Credit Suisse allegedly helped thousands of American customers avoid billions in taxes according to a scathing report released by a US Senate committee on Tuesday.
The report alleges Switzerland's second largest bank opened more than 22,000 bank accounts for US clients; helping them conceal assets and income in offshore shell entities and undeclared accounts worth $12 billion from 2001 to 2008.
According to the report, Credit Suisse used a variety of "cloak and dagger" tactics to help customers dodge taxes; allegedly shredding documents and falsifying visa applications for bankers pretending to be tourists while recruiting new clients.
Sub-committee chairman Senator Carl Levin said: (Credit Suisse) "aided and abetted US tax evasion, not only from behind a veil of secrecy in Switzerland, but also on US soil by sending Swiss bankers here to open hidden accounts."
The report also suggests that Credit Suisse set up a branch at Zurich airport so American customers could fly in, access their accounts and leave, and, in one occasion, handed an account statement to a client hidden inside the pages of a Sports Illustrated magazine.
The report claimed the bank sponsored golf tournaments in Florida and the annual "Swiss Ball" in New York to recruit wealthy clients.

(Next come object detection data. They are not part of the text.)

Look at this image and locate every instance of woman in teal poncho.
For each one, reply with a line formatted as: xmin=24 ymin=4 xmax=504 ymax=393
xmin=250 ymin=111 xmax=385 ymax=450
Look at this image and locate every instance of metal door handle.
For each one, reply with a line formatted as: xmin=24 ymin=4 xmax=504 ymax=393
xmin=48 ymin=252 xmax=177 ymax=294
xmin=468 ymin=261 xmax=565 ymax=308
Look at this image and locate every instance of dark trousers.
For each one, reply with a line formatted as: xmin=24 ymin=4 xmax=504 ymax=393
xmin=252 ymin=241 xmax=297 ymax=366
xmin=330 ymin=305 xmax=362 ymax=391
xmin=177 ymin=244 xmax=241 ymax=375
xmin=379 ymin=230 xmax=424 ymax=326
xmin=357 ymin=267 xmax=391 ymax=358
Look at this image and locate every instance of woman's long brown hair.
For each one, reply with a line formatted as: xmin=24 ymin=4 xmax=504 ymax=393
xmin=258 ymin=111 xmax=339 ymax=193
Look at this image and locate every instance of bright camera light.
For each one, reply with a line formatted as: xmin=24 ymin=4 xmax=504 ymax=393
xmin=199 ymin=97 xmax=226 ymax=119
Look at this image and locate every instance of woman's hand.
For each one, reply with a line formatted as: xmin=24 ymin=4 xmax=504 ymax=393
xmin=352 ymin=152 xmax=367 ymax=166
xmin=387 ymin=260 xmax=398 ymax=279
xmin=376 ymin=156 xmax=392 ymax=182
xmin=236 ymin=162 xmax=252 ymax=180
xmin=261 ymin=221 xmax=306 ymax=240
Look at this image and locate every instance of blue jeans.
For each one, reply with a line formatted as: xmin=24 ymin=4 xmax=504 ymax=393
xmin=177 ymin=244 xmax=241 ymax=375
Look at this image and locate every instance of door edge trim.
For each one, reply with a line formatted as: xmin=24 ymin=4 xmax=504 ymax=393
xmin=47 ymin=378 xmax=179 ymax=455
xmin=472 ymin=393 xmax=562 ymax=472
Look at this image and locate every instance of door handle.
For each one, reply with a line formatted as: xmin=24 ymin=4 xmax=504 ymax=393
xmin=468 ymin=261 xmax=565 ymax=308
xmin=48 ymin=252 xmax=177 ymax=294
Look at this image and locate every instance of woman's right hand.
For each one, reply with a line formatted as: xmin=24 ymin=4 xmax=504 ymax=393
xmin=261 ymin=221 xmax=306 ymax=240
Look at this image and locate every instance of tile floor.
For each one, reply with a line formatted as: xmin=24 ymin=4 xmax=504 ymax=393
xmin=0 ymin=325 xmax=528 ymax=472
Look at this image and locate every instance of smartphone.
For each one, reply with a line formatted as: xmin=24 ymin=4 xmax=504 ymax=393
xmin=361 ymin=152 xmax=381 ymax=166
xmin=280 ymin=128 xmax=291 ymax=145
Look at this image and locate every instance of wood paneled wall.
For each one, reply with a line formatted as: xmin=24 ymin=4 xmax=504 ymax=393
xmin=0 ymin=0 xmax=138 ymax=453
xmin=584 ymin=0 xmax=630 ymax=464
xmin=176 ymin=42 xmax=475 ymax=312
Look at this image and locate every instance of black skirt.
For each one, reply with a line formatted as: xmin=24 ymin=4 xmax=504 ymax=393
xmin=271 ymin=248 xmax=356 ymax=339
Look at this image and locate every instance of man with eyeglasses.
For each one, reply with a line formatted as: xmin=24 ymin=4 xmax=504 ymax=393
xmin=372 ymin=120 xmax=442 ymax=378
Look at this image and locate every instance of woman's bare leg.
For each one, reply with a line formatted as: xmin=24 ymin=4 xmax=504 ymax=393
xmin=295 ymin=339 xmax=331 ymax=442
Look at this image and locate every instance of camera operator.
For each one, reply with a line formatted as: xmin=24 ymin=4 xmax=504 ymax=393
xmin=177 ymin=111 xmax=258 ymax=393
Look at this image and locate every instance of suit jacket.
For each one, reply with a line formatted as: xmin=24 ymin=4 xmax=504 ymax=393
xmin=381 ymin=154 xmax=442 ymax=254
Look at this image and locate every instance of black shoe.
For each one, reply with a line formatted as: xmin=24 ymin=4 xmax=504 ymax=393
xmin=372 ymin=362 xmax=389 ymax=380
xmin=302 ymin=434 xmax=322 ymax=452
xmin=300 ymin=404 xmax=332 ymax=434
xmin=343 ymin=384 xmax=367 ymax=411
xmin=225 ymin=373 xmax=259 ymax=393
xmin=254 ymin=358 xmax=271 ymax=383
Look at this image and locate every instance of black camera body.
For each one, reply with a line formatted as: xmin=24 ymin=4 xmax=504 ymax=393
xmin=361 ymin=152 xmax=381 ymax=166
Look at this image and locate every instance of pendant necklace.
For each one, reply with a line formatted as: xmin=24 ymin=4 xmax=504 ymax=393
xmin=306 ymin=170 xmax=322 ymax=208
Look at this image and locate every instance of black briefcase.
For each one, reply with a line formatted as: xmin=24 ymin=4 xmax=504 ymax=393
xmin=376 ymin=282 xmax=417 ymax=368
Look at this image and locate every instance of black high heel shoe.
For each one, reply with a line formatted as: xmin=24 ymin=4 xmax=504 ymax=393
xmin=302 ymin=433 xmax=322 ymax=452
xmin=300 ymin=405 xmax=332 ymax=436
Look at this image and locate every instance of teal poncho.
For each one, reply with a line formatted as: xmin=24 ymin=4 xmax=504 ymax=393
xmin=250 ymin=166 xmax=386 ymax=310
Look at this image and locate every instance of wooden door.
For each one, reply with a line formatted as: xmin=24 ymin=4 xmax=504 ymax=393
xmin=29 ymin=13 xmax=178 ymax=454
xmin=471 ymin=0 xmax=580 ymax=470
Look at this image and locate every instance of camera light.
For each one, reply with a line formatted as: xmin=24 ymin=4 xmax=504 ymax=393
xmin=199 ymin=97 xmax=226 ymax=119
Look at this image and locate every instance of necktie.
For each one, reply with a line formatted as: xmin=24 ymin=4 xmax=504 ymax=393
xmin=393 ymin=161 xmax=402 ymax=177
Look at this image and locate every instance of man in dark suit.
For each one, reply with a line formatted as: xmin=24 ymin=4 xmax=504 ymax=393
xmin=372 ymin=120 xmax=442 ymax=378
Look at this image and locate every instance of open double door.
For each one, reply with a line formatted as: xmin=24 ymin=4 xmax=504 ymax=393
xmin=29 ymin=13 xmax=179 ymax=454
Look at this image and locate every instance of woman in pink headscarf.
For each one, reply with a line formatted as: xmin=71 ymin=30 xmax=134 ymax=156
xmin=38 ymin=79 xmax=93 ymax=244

Over the past five years the US Justice Department has obtained information, including client names, for only 238 undeclared Swiss bank accounts.
Chief executive Brady Dougan is expected to rebuff some of the allegations later today, blaming a small group of Swiss traders who "skirted the bank’s controls, and concealed their violations of policy from Credit Suisse executive management".
In prepared remarks, he added: "While Credit Suisse deeply regrets and takes responsibility for those violations, those actions should not overshadow the bank’s ongoing commitment and consistent dedication to compliance with US law."
Credit Suisse is one of 14 banks currently under investigation by US regulators for possible tax evasion.